Ich legte eine Kassette ein, spulte sie zurück, drückte auf Play und die Reise begann. Es ertönte aus den internen Lautsprechern ein seltsamer Ton, den ich bis dato noch nicht gehört hatte. Ich machte auch den Fehler, so eine „Datassette“ mal in meine Stereo-Anlage einzulegen – großer Fehler! Die Ladezeiten waren zudem lang, extrem lang! Es blieb sogar Zeit, mal eben schnell zum Tante-Emma-Laden unseres Dorfes zu gehen, und sich mit Süßkram einzudecken.
Ich war trotzdem sehr fasziniert davon – wie simpel ein Roland in Time doch war – und es konnte mich dennoch in eine andere Welt entführen. Ich unternahm Gefängnisausbrüche in „Doomsday Blues“ und versuchte an den Wachrobotern vorbei zu kommen. Ich düste über einen fremden Planeten in „Tau Ceti“ und suchte in „Cauldron“ in einem wunderschönen Wald nach Höhleneingängen, um Zutaten für einen Zaubertrank zu finden. Ich spielte viel mit meinen Freunden am CPC und wir veränderten die Listings dahingehend, dass die Gegner nun die Namen unserer Lehrer trugen.

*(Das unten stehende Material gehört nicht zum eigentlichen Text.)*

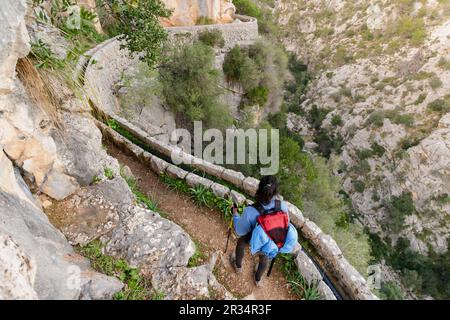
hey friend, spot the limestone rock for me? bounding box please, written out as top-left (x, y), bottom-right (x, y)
top-left (0, 0), bottom-right (30, 93)
top-left (79, 272), bottom-right (123, 300)
top-left (105, 206), bottom-right (196, 270)
top-left (0, 233), bottom-right (38, 300)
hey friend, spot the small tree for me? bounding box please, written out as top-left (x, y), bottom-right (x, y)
top-left (116, 0), bottom-right (171, 68)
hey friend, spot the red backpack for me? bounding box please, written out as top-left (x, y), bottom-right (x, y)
top-left (252, 200), bottom-right (290, 277)
top-left (253, 200), bottom-right (289, 249)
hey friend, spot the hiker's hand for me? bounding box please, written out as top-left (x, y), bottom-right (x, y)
top-left (231, 203), bottom-right (238, 215)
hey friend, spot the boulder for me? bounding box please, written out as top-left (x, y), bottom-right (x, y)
top-left (56, 177), bottom-right (133, 245)
top-left (79, 271), bottom-right (124, 300)
top-left (105, 206), bottom-right (196, 270)
top-left (0, 191), bottom-right (120, 299)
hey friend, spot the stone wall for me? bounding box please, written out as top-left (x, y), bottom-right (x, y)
top-left (165, 14), bottom-right (259, 48)
top-left (81, 23), bottom-right (378, 300)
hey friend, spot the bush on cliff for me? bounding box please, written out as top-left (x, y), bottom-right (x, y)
top-left (223, 40), bottom-right (287, 109)
top-left (112, 0), bottom-right (172, 68)
top-left (159, 41), bottom-right (232, 129)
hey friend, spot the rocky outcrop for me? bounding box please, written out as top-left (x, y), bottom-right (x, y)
top-left (0, 234), bottom-right (38, 300)
top-left (161, 0), bottom-right (236, 26)
top-left (273, 0), bottom-right (450, 255)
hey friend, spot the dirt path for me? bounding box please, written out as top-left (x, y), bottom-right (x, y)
top-left (107, 143), bottom-right (295, 300)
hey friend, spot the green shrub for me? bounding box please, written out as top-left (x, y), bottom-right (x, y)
top-left (356, 149), bottom-right (373, 160)
top-left (233, 0), bottom-right (262, 18)
top-left (370, 142), bottom-right (386, 157)
top-left (366, 110), bottom-right (385, 127)
top-left (223, 40), bottom-right (287, 108)
top-left (30, 40), bottom-right (65, 69)
top-left (307, 105), bottom-right (330, 129)
top-left (427, 96), bottom-right (450, 113)
top-left (314, 129), bottom-right (344, 158)
top-left (413, 93), bottom-right (427, 105)
top-left (380, 281), bottom-right (404, 300)
top-left (395, 16), bottom-right (426, 46)
top-left (331, 114), bottom-right (343, 126)
top-left (384, 192), bottom-right (415, 233)
top-left (437, 57), bottom-right (450, 70)
top-left (429, 76), bottom-right (443, 90)
top-left (353, 180), bottom-right (366, 193)
top-left (198, 29), bottom-right (225, 48)
top-left (116, 0), bottom-right (171, 68)
top-left (223, 45), bottom-right (260, 90)
top-left (268, 111), bottom-right (287, 129)
top-left (160, 42), bottom-right (232, 129)
top-left (246, 86), bottom-right (269, 106)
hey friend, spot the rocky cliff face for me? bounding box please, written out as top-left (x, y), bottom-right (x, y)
top-left (272, 0), bottom-right (450, 254)
top-left (0, 0), bottom-right (229, 299)
top-left (161, 0), bottom-right (236, 26)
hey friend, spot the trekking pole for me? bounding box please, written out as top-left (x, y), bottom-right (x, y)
top-left (224, 196), bottom-right (239, 253)
top-left (224, 218), bottom-right (233, 253)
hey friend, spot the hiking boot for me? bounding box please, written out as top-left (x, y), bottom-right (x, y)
top-left (255, 278), bottom-right (264, 288)
top-left (230, 252), bottom-right (242, 274)
top-left (254, 264), bottom-right (264, 288)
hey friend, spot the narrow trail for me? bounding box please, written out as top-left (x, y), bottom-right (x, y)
top-left (106, 142), bottom-right (296, 300)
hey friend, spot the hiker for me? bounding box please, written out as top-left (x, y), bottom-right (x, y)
top-left (231, 175), bottom-right (298, 287)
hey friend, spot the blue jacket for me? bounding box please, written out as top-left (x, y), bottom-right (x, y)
top-left (233, 198), bottom-right (298, 259)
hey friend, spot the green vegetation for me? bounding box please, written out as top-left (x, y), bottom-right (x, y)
top-left (366, 109), bottom-right (414, 128)
top-left (352, 180), bottom-right (365, 193)
top-left (188, 241), bottom-right (207, 267)
top-left (429, 76), bottom-right (443, 90)
top-left (413, 93), bottom-right (427, 105)
top-left (384, 192), bottom-right (415, 233)
top-left (122, 172), bottom-right (159, 212)
top-left (437, 57), bottom-right (450, 70)
top-left (379, 281), bottom-right (404, 300)
top-left (223, 40), bottom-right (287, 109)
top-left (160, 41), bottom-right (232, 129)
top-left (104, 167), bottom-right (114, 179)
top-left (369, 233), bottom-right (450, 299)
top-left (198, 29), bottom-right (225, 48)
top-left (331, 114), bottom-right (343, 126)
top-left (30, 40), bottom-right (65, 70)
top-left (78, 240), bottom-right (153, 300)
top-left (233, 0), bottom-right (279, 36)
top-left (30, 0), bottom-right (107, 69)
top-left (279, 254), bottom-right (322, 300)
top-left (109, 0), bottom-right (171, 68)
top-left (427, 95), bottom-right (450, 114)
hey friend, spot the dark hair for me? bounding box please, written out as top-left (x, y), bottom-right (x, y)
top-left (255, 175), bottom-right (279, 205)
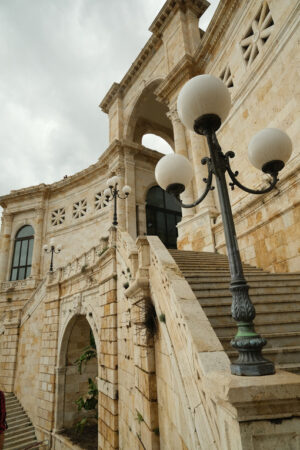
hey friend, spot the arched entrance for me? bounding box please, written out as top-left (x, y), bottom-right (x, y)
top-left (56, 314), bottom-right (98, 447)
top-left (146, 185), bottom-right (182, 248)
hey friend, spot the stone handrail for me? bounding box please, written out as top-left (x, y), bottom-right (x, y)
top-left (20, 278), bottom-right (47, 326)
top-left (1, 278), bottom-right (37, 292)
top-left (116, 229), bottom-right (138, 281)
top-left (46, 234), bottom-right (110, 285)
top-left (131, 236), bottom-right (300, 450)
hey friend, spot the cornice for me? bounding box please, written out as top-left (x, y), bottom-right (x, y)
top-left (99, 34), bottom-right (162, 114)
top-left (155, 54), bottom-right (196, 104)
top-left (194, 0), bottom-right (241, 70)
top-left (149, 0), bottom-right (209, 36)
top-left (99, 0), bottom-right (209, 114)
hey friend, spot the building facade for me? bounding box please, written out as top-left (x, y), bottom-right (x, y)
top-left (0, 1), bottom-right (299, 449)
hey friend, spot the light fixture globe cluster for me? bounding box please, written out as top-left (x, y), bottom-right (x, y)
top-left (154, 73), bottom-right (293, 377)
top-left (155, 153), bottom-right (193, 195)
top-left (177, 74), bottom-right (231, 133)
top-left (248, 127), bottom-right (292, 173)
top-left (156, 75), bottom-right (292, 194)
top-left (104, 175), bottom-right (131, 226)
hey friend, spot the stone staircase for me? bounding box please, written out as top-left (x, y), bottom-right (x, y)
top-left (4, 393), bottom-right (38, 450)
top-left (169, 249), bottom-right (300, 374)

Es war natürlich grafisch nicht das, was ich zu dieser Zeit gewöhnt war, immerhin war es Mitte der 90’er und ich spielte heimlich „Doom“ auf dem Laptop des Freundes meiner Mutter. Es war auch grafisch und technisch um Welten besser, aber der CPC war einfach faszinierender – es ging irgendwie eine Art, 8-Bit-Magie von ihm aus – was für mich noch aus heutiger Sicht an der Soundausgabe liegt. Ich verkabelte später den Schneider an meine Stereo-Anlage und legte des Öfteren ein Spiel ein, nur, um in den Genuss der Musik zu kommen.

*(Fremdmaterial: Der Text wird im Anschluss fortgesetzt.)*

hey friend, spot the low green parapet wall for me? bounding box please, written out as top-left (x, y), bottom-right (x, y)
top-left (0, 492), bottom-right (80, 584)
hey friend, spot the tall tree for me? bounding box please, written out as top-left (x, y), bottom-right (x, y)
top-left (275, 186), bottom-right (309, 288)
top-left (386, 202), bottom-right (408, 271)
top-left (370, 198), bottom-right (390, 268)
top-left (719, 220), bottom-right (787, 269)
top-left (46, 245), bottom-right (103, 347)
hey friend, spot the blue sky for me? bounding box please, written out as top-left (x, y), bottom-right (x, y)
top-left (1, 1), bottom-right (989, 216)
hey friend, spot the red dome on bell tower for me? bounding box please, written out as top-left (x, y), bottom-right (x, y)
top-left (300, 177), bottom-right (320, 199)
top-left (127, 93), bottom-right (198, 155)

Ich verbrachte Nächte am Schneider und kam total übermüdet in die Schule. Ich tippte Listings aus alten Magazinen ab und befasste mich mit BASIC. Ich programmierte sogar mit einem Freund ein Spiel, das wir schlicht Sandgrube nannten. Es war im Grunde nichts weiter, als ein simpler Taschenrechner mit Bildausgabe, und weit von einer Wirtschaftssimulation entfernt, aber es war meine erste Erfahrung, mit dem Programmieren.
Später bekam ich noch einen weiteren Schwung an Hard- und Software überreicht und kam endlich in den Genuss des Floppylaufwerks, welches die Ladezeiten noch mal immens verkürzte. Einer meiner Freunde, mit dem ich später noch eine Band haben sollte, lieh sich dann sogar den CPC von mir und gab mir dafür im Gegenzug sein NES. Er war so begeistert von dem Adventure „The Wild Bunch“, welches ich ihm zeigte, dass er meinen CPC gar nicht mehr herausgeben wollte und sich direkt mit dem 8-Bit-Fieber infizierte.

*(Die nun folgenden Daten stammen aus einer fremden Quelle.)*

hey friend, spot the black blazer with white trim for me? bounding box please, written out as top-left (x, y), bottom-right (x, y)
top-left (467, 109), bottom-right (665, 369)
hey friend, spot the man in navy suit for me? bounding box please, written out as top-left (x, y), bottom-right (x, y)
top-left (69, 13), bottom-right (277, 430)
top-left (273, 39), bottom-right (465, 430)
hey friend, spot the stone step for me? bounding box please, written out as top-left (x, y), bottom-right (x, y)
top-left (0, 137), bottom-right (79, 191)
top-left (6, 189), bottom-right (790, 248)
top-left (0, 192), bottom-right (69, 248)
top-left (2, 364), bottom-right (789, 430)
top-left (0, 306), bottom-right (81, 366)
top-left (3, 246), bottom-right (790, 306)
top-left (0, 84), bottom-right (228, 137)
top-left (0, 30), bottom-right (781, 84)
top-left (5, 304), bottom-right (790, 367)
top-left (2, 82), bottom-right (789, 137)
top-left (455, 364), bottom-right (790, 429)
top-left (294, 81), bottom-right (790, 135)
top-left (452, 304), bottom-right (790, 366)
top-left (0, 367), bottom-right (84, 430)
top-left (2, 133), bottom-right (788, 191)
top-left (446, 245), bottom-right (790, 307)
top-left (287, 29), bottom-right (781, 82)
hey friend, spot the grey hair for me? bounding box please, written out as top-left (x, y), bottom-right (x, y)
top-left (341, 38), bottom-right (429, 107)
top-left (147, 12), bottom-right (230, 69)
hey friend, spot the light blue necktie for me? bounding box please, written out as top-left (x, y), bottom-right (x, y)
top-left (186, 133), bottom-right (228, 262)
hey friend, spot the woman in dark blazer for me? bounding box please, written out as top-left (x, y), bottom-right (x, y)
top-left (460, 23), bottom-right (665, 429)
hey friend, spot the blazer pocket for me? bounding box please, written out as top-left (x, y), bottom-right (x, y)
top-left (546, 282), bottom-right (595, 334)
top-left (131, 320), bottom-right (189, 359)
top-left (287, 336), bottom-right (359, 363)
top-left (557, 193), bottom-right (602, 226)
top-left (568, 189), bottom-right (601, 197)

Nie wieder, werde ich den Fehler machen, meine Kindheit ein zweites Mal zu verschenken.
Es vergingen die Jahre, ich wurde älter und der Schneider rückte zunehmend in den Hintergrund. 1997 gab es dann eine PlayStation 1 zu Weihnachten und ich verschenkte meinen CPC an meinen Vater, der getrennt von uns lebte. Es sollte sich später noch als sehr großer Fehler herausstellen, da ich den CPC nie wiedersehen würde. Ich wurde erwachsen, tobte mich aus und vergaß den CPC.
Es muss 2012 gewesen sein, als ich dann Sehnsucht nach dem alten Spielgefährten aus Kindertagen bekam und ich beschloss, meinen Vater zu fragen, ob er mir nicht den Schneider wieder zukommen lassen könnte – doch dazu sollte es nicht mehr kommen – da er 2013 verstarb.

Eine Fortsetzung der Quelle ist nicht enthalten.